Penzing. 3. August 1863.

Liebste Meisterin!

Nach Ihren letzten lieben Zeilen hätte ich eigentlich noch auf »ausführlicheres« aus Schwalbach zu warten gehabt. Ich reiste drüber nach Pest,Am 23. und 28. Juli 1863; vgl. Glasenapp II, 2, 434. wohin ich von den Ungarn eingeladen worden war, um zwei »Conzerte« zu geben. Von da kam ich vor einigen Tagen zurück, und fand wenigstens die verhiessene Lampe vor, die ich sehr schön und meisterlich finde, und wofür ich bestens gedankt haben wollte. –

Mit meinem Asyl ist's so – so; eigentlich curios. Das Bedürfniss einer stätigeren Niederlassung mit entsprechender angenehmer Wohnung war überwältigend geworden. Ich fühlte, dass ich erst von solch einer Grundlage aus mich noch einmal – zum letzten Mal – nach der Welt umsehen konnte, um zu erkennen, wie es mit ihr und mir steht. Ich finde nun, dass es nicht allerbestens steht, und bereue innigst mein armes, theuer erworbenes Geld daran gewandt zu haben, mir die kostspielige Basis zu jener Erkenntnisstufe zu schaffen. Da mich nun einmal Niemand bei sich aufnehmen will, so hätte ich besser gethan, mit meinen paar tausend russischen Rubeln mich in irgend einen italienischen Spittel einzukaufen, um fortan die Welt Welt sein zu lassen. Ich weiss wirklich nicht mehr, was ich in ihr soll. Das sage ich Ihnen recht wahr und ruhig aus tiefster Seele! Sollte ich Ihnen die sonderbaren Missgeschicke aufzählen, die seit meinem Fortgange aus der Schweiz mich verfolgen, so müssten Sie selbst darin eine fast systematische Berechnung des Schicksals, mich von meinem Vorhaben abzubringen, finden.

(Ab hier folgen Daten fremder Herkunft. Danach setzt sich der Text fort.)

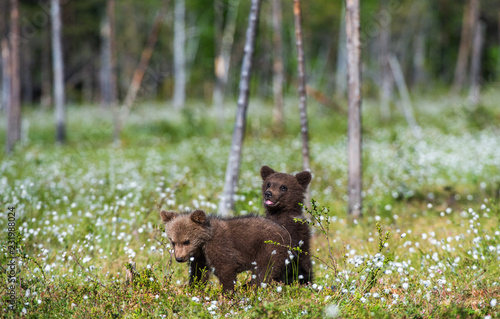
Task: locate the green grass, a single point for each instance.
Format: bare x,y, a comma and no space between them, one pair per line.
428,245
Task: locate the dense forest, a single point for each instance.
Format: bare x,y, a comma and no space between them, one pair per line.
424,35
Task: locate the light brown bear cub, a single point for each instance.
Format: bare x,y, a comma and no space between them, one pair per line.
227,247
283,195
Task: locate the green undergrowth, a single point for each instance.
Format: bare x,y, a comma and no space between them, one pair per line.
427,246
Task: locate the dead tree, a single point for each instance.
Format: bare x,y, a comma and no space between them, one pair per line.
302,85
179,97
123,111
475,72
354,112
6,78
278,116
471,15
226,204
14,107
385,70
58,69
224,43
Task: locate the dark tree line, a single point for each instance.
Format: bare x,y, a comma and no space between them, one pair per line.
425,36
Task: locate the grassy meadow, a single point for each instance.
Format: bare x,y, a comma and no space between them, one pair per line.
428,245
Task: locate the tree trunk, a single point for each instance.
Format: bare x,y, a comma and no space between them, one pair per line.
224,46
406,105
27,80
45,72
108,57
385,70
14,108
471,14
6,85
3,32
301,85
475,72
340,78
278,115
354,113
179,97
122,113
233,165
58,69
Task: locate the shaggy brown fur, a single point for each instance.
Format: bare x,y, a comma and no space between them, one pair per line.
227,247
282,193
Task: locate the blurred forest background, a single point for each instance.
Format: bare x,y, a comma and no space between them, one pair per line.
424,35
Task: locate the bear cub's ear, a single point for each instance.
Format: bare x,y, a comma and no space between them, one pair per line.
304,178
266,171
199,217
167,216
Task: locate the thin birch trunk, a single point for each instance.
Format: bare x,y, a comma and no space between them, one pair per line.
108,58
123,111
406,105
45,72
385,69
226,204
471,15
354,112
179,97
223,59
58,69
278,116
14,107
340,78
477,52
301,85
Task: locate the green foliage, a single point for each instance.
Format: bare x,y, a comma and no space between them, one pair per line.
427,245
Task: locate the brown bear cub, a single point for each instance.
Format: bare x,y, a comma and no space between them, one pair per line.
282,194
229,246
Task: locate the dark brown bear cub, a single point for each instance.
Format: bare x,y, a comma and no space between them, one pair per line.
227,247
282,195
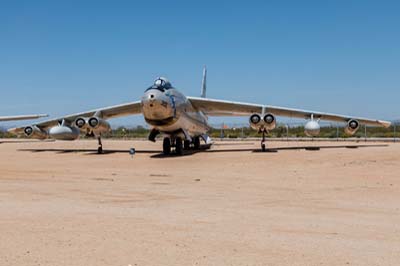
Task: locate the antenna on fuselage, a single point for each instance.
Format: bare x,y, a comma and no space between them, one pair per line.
204,83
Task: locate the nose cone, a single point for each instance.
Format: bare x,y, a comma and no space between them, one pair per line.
157,106
312,128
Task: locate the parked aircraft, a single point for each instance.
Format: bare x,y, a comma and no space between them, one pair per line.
182,120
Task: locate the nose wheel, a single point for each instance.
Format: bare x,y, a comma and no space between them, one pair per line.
167,146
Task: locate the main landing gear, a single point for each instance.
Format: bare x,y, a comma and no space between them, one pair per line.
167,145
263,146
179,144
100,147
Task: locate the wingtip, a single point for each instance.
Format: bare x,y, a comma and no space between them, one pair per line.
385,124
12,130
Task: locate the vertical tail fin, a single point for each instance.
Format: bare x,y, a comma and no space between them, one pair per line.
204,83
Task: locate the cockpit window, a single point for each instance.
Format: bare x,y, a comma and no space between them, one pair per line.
161,84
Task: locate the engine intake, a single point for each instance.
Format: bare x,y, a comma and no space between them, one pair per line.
35,132
352,127
268,122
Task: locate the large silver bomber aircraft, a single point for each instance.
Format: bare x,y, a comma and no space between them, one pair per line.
182,120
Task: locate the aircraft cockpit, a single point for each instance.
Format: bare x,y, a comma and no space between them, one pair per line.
161,84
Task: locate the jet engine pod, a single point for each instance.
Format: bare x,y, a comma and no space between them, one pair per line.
352,127
255,121
269,121
312,128
99,125
64,133
35,132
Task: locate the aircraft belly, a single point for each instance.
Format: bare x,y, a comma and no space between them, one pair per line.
188,123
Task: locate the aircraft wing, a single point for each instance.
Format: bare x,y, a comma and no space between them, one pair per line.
106,113
213,107
20,117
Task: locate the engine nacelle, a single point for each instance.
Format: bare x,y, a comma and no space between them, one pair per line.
268,122
64,133
312,128
352,127
256,121
98,125
35,132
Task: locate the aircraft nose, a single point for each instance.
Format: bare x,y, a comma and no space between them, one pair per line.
156,105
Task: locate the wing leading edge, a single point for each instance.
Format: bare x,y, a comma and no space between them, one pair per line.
214,107
106,113
20,117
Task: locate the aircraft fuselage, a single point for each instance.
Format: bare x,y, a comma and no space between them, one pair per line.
170,112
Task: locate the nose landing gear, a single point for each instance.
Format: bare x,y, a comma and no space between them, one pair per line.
167,145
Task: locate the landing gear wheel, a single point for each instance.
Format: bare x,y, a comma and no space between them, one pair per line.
186,145
100,148
196,143
263,146
167,146
178,146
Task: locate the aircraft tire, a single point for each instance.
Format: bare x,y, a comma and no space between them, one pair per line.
178,146
186,145
196,143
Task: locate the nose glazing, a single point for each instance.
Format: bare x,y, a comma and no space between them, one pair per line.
156,105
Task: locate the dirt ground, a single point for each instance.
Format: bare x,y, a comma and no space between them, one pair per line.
62,204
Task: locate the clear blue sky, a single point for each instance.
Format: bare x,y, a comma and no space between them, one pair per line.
60,57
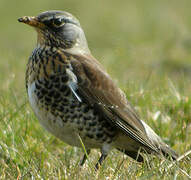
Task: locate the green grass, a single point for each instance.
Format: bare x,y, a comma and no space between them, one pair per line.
144,45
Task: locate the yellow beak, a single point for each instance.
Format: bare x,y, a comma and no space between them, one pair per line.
32,21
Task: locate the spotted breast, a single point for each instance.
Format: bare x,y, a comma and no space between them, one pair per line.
51,87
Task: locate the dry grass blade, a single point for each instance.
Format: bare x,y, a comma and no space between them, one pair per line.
179,159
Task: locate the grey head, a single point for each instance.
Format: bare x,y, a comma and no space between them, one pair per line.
58,29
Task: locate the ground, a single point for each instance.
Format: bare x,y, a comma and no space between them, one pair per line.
144,45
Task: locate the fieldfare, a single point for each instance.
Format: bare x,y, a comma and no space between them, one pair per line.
76,100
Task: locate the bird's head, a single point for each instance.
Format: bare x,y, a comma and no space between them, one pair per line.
58,29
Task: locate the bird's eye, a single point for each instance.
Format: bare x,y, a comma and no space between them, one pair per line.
57,22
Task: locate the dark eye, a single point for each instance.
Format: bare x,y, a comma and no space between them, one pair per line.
57,22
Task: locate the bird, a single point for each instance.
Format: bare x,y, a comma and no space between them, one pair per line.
76,100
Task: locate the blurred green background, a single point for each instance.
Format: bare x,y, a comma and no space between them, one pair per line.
144,45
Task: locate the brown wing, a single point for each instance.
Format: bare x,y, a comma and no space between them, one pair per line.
97,88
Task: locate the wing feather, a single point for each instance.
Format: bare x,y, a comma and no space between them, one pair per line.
96,87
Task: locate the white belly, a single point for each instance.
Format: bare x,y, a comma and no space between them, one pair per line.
54,125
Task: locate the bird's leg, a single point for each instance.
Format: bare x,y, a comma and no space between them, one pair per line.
82,161
100,161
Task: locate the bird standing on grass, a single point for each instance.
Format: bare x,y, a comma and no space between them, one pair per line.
75,99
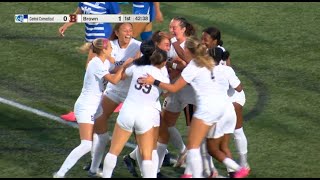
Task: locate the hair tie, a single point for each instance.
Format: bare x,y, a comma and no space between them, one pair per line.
105,43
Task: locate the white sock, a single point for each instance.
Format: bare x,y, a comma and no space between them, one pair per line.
139,158
176,139
195,161
188,169
206,159
147,169
99,144
155,161
161,149
229,163
109,164
74,156
133,154
241,145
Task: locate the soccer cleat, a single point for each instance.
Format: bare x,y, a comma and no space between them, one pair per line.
231,174
118,108
242,173
160,175
181,159
87,166
131,165
186,176
55,175
166,160
214,174
98,174
69,117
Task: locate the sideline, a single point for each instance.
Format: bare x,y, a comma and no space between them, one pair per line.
48,116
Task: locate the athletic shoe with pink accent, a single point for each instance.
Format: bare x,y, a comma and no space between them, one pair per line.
118,108
242,173
181,159
186,176
69,117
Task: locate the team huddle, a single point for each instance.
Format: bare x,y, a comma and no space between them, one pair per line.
191,74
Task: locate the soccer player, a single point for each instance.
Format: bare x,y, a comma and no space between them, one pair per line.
211,37
88,102
160,40
219,136
125,49
174,103
92,30
145,29
212,100
139,114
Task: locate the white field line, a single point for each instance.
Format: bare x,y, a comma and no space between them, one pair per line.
46,115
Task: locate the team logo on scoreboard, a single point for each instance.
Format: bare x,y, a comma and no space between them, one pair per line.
20,18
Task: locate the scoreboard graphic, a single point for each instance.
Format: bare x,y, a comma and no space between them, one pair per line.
81,18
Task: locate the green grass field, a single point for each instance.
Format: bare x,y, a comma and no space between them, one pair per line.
274,49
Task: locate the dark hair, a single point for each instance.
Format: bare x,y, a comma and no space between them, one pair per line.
99,44
214,33
158,56
113,35
190,30
147,47
218,54
158,36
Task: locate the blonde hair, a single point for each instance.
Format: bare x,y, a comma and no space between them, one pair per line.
158,36
115,29
97,46
199,53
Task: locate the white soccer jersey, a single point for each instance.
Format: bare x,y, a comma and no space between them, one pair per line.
211,90
88,102
140,109
121,55
144,96
172,52
93,83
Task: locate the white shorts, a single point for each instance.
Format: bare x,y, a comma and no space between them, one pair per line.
238,97
212,112
226,125
85,113
115,95
138,120
175,102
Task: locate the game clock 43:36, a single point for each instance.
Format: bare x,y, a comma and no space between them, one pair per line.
141,18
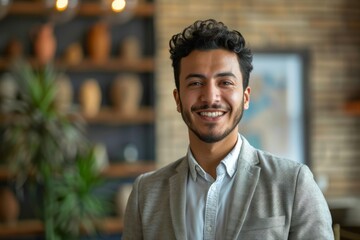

Ich hab' kein Glück! Und etwas Glück gehört dazu, um unser Eines in der Täuschung zu erhalten, als gehöre er zur Welt. –

Meisterin, es steht nicht gut mit mir! – Und des Lebens bin ich recht überdrüssig. Das habe ich letzthin während einer Todesgefahr, in welche ich gerieth, recht deutlich erfahren. Das begegnete in Pest auf der Donau, in demselben Kahn, in welchem vorigen Sommer zwei junge ungarische Cavaliere von Rotterdam bis Pest fuhren. Eine artige, gescheite Frau, Gräfin Bethlen, Mutter von sechs Kindern, hatte es übernommen zu steuern. Bei heftigem Sturm wurde sie ängstlich und brachte den Kahn unter den Wind: die Wellen schlugen ihn gegen ein Floss, dass er zerkrachte. Mich fasste nur Mitleid für die arme Mutter, während mich persönlich ein so eigenthümliches Wohlgefühl ergriff und so angenehm stärkte, dass unsre jungen Leute sich gar nicht genug über mein Benehmen wundern konnten, während sie bei mir nervösen Menschen eine grosse Aufregung voraussetzen zu müssen geglaubt hatten. Als sie mich belobten, – denn ich trug Einiges zur Rettung bei, – musste ich fast laut lachen!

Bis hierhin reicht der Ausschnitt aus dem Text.